The husband applied for the discharge of that order. He relied on new evidence of the father’s testamentary “wish[es]” that, first, the wife should receive from the Group a lump sum cash payment of $16,500,000 in the event of her divorce from the husband, and, second, that the wife should receive from the Group an annual payment of $150,000 until the date (if any) of the lump sum payment. The wife stated that she had not received any income or capital payment from the father’s estate, but did not state whether she had requested payment from the Group. The primary judge dismissed the husband’s application for discharge.

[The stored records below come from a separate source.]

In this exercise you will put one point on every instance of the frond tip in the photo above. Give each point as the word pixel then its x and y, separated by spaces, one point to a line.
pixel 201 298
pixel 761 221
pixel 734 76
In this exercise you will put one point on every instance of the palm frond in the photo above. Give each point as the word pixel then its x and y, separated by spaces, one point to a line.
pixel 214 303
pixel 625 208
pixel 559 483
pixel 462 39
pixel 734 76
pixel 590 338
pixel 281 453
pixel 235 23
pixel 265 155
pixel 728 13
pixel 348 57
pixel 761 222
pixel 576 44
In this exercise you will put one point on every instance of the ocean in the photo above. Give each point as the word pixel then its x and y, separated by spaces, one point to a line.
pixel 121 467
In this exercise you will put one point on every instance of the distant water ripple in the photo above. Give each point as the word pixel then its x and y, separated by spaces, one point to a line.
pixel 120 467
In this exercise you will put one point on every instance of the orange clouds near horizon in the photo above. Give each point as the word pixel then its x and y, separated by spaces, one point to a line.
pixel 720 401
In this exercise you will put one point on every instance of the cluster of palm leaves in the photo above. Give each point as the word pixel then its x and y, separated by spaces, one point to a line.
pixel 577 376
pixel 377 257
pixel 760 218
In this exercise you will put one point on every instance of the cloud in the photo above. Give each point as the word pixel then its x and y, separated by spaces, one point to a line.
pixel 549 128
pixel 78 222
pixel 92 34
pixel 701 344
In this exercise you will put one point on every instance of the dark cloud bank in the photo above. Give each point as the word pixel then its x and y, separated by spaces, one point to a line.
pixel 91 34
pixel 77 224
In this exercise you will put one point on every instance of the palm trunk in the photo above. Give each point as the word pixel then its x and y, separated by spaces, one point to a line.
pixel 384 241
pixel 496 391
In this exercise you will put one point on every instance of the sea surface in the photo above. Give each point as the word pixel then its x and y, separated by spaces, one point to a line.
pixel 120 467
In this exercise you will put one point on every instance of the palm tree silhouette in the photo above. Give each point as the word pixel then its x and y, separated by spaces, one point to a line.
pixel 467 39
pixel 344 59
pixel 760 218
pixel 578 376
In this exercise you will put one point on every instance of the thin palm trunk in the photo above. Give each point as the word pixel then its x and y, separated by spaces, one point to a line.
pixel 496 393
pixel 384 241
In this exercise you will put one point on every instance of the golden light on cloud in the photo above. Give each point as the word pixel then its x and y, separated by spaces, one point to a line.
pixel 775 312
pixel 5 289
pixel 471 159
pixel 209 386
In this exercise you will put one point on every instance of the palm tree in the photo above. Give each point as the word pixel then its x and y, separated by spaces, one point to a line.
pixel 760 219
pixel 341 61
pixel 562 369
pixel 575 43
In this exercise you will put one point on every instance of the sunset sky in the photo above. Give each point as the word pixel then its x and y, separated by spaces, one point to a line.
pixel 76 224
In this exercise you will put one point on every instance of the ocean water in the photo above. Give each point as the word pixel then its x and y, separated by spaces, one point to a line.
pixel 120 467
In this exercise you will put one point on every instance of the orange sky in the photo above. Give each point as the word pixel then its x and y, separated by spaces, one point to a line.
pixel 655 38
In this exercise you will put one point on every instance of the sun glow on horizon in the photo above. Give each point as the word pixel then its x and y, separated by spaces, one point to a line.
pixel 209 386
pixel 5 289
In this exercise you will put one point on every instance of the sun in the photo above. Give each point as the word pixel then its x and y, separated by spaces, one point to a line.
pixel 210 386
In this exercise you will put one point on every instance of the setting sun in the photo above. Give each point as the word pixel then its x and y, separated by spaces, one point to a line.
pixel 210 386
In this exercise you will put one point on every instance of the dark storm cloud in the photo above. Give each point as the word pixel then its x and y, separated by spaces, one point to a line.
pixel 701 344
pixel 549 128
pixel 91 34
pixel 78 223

On appeal, the Full Court found that the primary judge erred in failing to consider, and make any finding, as to whether there was sufficient new evidence before her to discharge the interim spousal maintenance order. Although the Full Court accepted that the making of the annual payment from the Group would have been voluntary, it found that the wife would have received the annual payment had she requested it of her brothers. The Full Court held that just cause had been shown for the discharge of the interim spousal maintenance order because, on the evidence before it, the wife was able to support herself adequately. By grant of special leave, the wife appealed to the High Court.
By majority, the High Court held that the Full Court’s finding that the wife would have received the annual payment had she requested it was well open on the evidence before it. On that finding, the annual payment was both a “financial resource” under s 75(2)(b) of the Act and a “fact or circumstance” under s 75(2)(o) of the Act, relevant to whether the wife was able to support herself adequately. The wife was also on notice of the risk of the Full Court’s finding being made, such that she had not been deprived of any opportunity to lead further evidence.